June 2016 – The Data Janitor

Momentum

Posted on June 30, 2016 by thedatajanitor

It’s been a bit quiet here as I’ve spent the last few days banging my head against the table trying to grasp how I was going to replace part of the existing platform’s functionality. Today, in preparation for and during a meeting about another aspect of the production jobs running on this platform, it dawned on me that this piece was much more manageable than the one I was just working on.

By way of review, the application that I’m working on replacing has three main jobs that run:

Classification of a single “lookup key” (label) to each client’s sku hierarchical classification.
Population of key/value pairs indicating the standardized form of a finite set of “attributes” (e.g. “Style_type”: “short sleeve”, when the text provided contains “S/S”)
Classification of a single “context” given a set of phrases provided from our dynamic content management tool.

Building out a POC for the first (and most utilized) job was surprisingly easy. The basis of which I’m using supervised machine learning, trained on the data we already have and building out an infrastructure for othe developers to maintain the classifiers over time.
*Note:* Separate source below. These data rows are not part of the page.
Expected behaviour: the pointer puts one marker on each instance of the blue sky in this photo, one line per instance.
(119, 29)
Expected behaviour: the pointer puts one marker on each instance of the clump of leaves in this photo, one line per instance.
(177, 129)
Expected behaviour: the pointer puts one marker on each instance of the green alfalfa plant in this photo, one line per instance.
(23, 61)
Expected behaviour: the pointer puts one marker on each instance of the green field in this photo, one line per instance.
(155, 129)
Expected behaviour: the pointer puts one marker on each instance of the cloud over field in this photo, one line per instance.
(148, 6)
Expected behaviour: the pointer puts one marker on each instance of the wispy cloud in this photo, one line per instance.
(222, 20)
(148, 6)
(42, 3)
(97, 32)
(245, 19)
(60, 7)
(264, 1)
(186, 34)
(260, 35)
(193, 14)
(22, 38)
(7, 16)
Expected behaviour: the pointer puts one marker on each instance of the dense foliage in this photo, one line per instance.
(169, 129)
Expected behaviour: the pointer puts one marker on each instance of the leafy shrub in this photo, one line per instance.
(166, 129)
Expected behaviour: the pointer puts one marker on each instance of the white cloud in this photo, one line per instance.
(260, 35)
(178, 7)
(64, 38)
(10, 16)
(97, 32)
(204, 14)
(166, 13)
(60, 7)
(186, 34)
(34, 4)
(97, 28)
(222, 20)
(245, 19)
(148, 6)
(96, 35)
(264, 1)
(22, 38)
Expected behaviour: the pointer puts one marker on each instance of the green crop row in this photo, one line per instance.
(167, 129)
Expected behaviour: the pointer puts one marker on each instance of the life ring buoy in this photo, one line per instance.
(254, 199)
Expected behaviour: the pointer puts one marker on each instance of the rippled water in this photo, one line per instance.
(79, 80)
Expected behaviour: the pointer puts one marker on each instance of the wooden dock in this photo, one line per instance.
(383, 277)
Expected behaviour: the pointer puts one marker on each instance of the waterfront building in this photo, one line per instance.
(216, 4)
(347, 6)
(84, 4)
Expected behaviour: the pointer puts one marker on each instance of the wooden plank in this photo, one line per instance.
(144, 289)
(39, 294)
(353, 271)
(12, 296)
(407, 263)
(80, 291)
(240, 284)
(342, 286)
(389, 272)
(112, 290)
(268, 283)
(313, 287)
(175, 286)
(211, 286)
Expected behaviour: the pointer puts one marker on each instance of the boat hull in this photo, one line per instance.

When I began to delve into the second job, I ran up against a number of issues.

Exporting data from the application to retain the lexical “knowledge” we’ve put into the system
Dealing with the fact that the data is exported in different formats
One of the documents being XML and not really having the strongest grasp on what each of the XML tags represented
Taking a minor detour into graph databases (Neo4j) to potentially mimic the same hierarchical matching that the application does

To my credit, I have a better grasp of the data I’ve pulled out of the source system. However, that still leaves me with the issue of re-structuring the data I’ve extracted and putting it back into a system I can use to implement the matching / standardization portion. At this point, I was getting a bit stressed out.

Only after the meeting this mornig, I was reminded that it’s good to step away from problems every now and then.

The meeting was actually pretty helpful and informative for me. Not that I had spent a lot of time thinking about the third job, I was kind of dreading diving into it – “Oh geez, if this last one was so complicated, what makes me think I’ll be able to figure out this one”. But you know what? It’s actually pretty straightforward. Though I don’t have a POC yet, I do have a very concrete idea in my head of how it can be implmented. And not only that, I feel more energized to go back to the second job and try and rethink how I’m approaching that problem, or break it up into smaller chunks for me to manage.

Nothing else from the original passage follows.